Si se hace abstracción del resultado, Independiente hizo un planteo inteligente. Se cerró en su campo -en forma de abanicoy sacó rápidos contraataques, aprovechando la velocidad de sus mediocampistas. Se puso en ventaja con un gol tras impecable cabezazo de Montenegro, después de un magnífico desborde por la derecha de Insúa (tiró el centro de «rabona» con su pierna izquierda) y después Independiente se dedicó a defender su ventaja y buscar un contraataque que defina. Lo tuvo en dos oportunidades pero Silvera y Monte-negro las desperdiciaron.

También habrá que puntualizar que River hizo el gasto del partido. Salió a buscar el gol desde el primer minuto, con una gran presión en la mitad de la cancha y utilizando los desbordes de Coudet y Darío Husain. Tal vez lo deficitario fue que llenó el área rival de infructuosos centros, por falta de precisión y que siempre encontraban una cabeza para el despeje. Después del gol de Independiente, River se fue desdibujando en su insistencia ofensiva, a pesar de que con el desborde de mediocampistas había huecos propicios para aprovechar.

Independiente cometió un error, que a la luz del resultado final, debió pagar muy caro. Retrasó sus líneas en demasía sobre su propia área, regaló terreno en la zona media y terminó jugando dentro de su propia área, con el peligro que implica esta determinación. En verdad, nadie puede asegurarlo, pero es posible que la expulsión de Ríos haya tenido una incidencia que va más allá de quedarse con un hombre menos. El equipo se «descontroló», se produjeron faltas innecesarias de Milito (visiblemente nervioso) y en un descuido llegó el gol de Fuertes, después que Demichelis le ganara de cabeza a Franco.

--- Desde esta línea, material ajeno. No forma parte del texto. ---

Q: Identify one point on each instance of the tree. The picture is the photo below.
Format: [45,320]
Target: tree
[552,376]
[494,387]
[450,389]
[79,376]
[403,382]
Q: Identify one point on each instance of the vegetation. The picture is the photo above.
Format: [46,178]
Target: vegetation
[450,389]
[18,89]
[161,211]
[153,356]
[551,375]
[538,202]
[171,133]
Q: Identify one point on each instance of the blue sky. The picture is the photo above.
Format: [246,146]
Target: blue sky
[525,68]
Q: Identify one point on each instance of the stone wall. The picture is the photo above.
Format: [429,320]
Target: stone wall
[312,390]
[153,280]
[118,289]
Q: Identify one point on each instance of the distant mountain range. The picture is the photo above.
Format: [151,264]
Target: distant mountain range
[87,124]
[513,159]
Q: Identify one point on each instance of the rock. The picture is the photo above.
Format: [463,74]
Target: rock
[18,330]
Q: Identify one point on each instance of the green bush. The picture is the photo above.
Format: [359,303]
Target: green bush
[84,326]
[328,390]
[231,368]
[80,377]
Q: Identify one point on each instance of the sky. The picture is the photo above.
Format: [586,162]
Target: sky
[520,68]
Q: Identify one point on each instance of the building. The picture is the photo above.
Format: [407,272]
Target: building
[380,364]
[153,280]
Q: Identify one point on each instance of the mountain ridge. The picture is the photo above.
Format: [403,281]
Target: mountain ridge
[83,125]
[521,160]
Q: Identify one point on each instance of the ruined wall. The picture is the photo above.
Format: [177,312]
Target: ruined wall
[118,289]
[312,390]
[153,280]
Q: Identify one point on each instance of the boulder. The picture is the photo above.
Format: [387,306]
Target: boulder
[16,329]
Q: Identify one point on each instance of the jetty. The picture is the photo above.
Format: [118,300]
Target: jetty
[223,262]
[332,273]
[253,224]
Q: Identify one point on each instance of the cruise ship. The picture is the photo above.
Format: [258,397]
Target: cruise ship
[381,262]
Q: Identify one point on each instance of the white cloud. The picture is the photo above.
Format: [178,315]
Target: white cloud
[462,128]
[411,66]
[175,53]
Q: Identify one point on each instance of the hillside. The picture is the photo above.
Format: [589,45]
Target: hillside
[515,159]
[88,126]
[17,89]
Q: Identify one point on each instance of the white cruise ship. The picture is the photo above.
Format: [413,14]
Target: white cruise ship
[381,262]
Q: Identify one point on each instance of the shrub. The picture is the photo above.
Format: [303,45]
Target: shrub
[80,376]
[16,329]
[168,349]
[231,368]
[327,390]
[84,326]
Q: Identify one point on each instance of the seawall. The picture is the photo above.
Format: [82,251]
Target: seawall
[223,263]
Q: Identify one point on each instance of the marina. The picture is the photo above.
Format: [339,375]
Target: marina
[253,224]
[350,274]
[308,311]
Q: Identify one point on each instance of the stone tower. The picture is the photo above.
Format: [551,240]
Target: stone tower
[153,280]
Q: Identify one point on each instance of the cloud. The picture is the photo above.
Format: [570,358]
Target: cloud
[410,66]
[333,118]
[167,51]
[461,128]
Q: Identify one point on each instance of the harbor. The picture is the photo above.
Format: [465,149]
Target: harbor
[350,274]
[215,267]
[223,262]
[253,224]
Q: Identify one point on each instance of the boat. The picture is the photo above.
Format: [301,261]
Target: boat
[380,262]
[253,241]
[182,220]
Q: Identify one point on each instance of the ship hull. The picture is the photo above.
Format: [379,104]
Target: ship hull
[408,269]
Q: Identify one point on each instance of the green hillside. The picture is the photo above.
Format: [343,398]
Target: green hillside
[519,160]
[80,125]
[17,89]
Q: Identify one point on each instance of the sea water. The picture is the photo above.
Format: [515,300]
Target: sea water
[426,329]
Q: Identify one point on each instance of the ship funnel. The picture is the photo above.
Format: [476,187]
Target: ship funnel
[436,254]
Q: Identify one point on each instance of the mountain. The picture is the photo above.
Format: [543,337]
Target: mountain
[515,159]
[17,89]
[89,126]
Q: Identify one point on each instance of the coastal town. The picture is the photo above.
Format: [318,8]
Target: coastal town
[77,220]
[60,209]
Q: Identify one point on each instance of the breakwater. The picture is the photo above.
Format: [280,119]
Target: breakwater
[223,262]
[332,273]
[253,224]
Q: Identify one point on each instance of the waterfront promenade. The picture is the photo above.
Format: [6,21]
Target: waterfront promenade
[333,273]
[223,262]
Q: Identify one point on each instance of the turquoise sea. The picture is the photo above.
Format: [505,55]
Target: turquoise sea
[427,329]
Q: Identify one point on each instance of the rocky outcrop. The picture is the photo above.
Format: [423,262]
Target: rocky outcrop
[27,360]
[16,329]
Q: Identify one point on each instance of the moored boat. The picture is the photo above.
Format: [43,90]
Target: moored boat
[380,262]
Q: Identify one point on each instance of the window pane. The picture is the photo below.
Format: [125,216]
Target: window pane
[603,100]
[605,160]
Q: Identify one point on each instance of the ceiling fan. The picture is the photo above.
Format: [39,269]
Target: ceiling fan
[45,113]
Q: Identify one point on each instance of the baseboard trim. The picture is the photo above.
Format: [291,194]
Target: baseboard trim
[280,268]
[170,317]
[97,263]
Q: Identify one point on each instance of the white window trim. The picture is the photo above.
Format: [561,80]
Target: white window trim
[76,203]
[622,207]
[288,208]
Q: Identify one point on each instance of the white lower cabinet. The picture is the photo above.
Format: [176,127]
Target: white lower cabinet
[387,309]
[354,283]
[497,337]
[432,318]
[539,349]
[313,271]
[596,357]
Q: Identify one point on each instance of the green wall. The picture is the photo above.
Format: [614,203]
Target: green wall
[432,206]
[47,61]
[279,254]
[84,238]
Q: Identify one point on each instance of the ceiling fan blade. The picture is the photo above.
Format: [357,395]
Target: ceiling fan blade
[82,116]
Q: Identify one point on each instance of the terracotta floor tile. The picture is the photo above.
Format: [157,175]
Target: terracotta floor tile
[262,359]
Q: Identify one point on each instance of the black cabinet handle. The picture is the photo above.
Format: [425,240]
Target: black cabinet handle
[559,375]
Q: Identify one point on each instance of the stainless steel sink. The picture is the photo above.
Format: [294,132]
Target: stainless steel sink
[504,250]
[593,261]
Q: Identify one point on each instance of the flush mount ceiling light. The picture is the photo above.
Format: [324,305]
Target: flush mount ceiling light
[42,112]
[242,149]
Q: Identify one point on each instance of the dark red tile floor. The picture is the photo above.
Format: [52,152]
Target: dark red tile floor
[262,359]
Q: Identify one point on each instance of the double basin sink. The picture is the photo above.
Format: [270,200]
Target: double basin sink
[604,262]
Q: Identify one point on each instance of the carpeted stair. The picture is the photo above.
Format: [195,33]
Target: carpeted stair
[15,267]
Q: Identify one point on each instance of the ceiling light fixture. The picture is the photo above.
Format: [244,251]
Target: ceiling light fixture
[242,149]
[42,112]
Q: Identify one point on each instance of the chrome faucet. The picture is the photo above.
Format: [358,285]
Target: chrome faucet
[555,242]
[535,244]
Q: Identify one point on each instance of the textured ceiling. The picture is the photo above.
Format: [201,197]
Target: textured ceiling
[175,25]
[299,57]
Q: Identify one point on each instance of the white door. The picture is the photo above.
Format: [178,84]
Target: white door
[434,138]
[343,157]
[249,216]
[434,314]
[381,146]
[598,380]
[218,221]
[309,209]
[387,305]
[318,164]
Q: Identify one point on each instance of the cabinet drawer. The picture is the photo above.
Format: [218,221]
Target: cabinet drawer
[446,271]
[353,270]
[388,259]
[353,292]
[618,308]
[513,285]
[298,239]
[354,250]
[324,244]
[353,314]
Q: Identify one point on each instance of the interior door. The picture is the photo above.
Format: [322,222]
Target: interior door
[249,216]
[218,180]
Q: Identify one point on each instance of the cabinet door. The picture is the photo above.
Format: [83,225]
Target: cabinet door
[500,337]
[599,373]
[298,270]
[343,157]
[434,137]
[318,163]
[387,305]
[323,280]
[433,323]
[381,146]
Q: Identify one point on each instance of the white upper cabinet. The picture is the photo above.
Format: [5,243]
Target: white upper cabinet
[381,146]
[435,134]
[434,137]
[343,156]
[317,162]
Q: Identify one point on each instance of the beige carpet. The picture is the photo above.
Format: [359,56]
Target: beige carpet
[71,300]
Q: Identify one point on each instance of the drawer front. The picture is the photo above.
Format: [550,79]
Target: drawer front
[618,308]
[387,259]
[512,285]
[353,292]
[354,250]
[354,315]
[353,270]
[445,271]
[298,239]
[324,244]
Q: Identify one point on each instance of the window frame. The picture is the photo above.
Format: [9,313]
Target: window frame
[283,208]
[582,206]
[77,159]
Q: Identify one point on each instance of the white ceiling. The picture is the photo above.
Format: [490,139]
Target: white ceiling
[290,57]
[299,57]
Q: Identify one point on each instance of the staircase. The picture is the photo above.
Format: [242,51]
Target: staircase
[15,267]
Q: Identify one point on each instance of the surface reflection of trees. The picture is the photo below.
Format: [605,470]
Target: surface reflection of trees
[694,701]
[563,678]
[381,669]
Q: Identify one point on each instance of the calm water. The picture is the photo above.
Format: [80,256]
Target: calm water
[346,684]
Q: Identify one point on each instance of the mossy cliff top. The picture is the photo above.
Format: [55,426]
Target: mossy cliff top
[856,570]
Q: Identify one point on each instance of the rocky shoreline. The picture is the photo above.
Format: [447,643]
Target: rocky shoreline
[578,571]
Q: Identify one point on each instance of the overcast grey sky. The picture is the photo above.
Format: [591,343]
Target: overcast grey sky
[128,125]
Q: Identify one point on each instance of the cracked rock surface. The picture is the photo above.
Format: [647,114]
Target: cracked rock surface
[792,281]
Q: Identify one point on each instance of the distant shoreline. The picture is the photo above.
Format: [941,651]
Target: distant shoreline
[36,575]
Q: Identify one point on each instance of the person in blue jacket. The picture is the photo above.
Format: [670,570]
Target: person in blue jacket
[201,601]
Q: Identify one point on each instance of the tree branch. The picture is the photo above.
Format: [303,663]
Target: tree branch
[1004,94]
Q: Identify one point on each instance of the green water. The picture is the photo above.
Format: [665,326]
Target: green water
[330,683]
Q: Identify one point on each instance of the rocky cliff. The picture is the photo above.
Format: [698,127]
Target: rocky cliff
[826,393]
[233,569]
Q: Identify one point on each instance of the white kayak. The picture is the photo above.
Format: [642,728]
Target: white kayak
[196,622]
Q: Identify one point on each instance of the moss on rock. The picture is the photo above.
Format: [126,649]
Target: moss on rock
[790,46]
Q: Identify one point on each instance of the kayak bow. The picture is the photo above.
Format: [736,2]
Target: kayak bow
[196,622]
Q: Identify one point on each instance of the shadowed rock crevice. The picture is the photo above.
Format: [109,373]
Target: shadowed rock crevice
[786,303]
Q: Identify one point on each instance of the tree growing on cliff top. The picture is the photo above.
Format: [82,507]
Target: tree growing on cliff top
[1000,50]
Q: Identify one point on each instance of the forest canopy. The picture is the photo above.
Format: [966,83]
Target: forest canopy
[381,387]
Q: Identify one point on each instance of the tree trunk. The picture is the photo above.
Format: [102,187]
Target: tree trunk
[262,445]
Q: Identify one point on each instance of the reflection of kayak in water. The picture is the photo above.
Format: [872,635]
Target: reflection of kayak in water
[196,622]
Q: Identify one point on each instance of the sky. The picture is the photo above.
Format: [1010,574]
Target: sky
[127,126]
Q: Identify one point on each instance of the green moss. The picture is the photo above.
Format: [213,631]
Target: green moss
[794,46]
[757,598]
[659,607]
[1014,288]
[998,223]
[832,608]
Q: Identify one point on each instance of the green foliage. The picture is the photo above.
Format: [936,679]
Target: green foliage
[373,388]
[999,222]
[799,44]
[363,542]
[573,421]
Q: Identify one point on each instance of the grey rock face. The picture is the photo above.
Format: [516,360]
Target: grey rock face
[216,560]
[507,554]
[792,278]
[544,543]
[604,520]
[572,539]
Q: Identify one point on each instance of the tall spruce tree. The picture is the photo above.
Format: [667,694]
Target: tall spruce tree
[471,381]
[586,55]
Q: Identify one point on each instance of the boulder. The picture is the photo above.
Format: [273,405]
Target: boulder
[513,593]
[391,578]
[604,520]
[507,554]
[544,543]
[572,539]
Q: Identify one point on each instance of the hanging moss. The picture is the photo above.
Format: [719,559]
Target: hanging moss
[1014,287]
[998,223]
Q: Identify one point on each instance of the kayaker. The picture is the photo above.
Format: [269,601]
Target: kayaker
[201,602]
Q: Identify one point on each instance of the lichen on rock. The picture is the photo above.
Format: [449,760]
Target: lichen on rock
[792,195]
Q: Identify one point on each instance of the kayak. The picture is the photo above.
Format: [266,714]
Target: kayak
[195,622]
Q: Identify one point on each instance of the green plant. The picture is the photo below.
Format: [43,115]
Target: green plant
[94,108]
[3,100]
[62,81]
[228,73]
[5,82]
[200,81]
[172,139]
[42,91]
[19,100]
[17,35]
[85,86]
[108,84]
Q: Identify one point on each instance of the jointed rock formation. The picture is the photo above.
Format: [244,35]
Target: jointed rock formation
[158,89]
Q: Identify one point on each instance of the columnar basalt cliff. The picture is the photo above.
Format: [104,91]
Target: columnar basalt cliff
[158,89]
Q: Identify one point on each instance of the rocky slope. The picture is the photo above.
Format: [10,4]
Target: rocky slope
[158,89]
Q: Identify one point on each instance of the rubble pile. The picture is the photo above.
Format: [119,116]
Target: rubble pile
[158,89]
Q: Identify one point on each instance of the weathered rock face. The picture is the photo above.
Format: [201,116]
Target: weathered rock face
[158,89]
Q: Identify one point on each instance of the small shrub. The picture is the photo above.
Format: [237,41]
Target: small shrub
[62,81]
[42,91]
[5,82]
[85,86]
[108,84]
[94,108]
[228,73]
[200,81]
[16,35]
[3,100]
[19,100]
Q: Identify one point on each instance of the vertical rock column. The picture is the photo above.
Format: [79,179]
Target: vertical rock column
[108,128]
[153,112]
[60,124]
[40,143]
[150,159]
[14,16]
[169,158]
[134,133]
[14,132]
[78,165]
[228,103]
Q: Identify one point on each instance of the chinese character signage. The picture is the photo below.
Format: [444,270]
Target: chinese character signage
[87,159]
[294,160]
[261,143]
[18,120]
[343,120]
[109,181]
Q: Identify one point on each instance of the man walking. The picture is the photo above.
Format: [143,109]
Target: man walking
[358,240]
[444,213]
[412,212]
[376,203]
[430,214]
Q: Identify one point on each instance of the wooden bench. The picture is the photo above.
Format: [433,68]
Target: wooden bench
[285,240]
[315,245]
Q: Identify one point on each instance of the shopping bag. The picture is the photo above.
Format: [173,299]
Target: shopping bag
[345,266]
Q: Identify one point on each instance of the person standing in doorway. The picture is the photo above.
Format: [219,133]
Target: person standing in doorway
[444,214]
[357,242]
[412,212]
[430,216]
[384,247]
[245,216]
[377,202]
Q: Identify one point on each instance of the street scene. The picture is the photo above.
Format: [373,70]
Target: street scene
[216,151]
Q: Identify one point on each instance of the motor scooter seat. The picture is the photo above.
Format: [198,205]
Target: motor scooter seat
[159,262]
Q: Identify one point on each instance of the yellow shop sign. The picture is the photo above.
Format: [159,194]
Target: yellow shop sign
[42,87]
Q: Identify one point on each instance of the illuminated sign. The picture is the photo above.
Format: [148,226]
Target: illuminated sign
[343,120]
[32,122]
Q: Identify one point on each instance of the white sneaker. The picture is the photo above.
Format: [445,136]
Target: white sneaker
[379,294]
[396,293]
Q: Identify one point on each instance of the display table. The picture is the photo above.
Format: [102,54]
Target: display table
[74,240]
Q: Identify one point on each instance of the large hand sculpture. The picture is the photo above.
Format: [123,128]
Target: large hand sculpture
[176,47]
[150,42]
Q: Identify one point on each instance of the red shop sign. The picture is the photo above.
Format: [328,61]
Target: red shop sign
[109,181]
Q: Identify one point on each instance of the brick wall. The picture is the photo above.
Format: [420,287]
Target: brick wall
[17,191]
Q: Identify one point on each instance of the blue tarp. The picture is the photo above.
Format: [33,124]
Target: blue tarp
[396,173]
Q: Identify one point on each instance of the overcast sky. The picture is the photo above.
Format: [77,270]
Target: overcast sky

River sabía que el empate aún le quedaba chico. Pellegrini hizo ingresar a Ludueña por Garcé para tratar de ganarlo.

La entrada de Ludueña fue fundamental porque con su re-mate en forma de centro generó el gol en contra de Milito y porque al juntarse con D'Alessandro y Luis González creó un circuito de fútbol que superaba -por habilidad-a una defensa que a esa altura parecía heroica, pero tambaleante.

Si se habla de merecimientos, River hizo más para ganar. Fue siempre superior a su rival en el manejo de la pelota. Intentó atacar con todas sus armas y aunque por momentos se desordenó, nunca perdió de vista el arco adversario. Independiente, en cambio, planteó el partido en función del rival. Esperó en su campo, seguramente especulando con la posibilidad de un contraataque salvador y casi se lleva el premio mayor.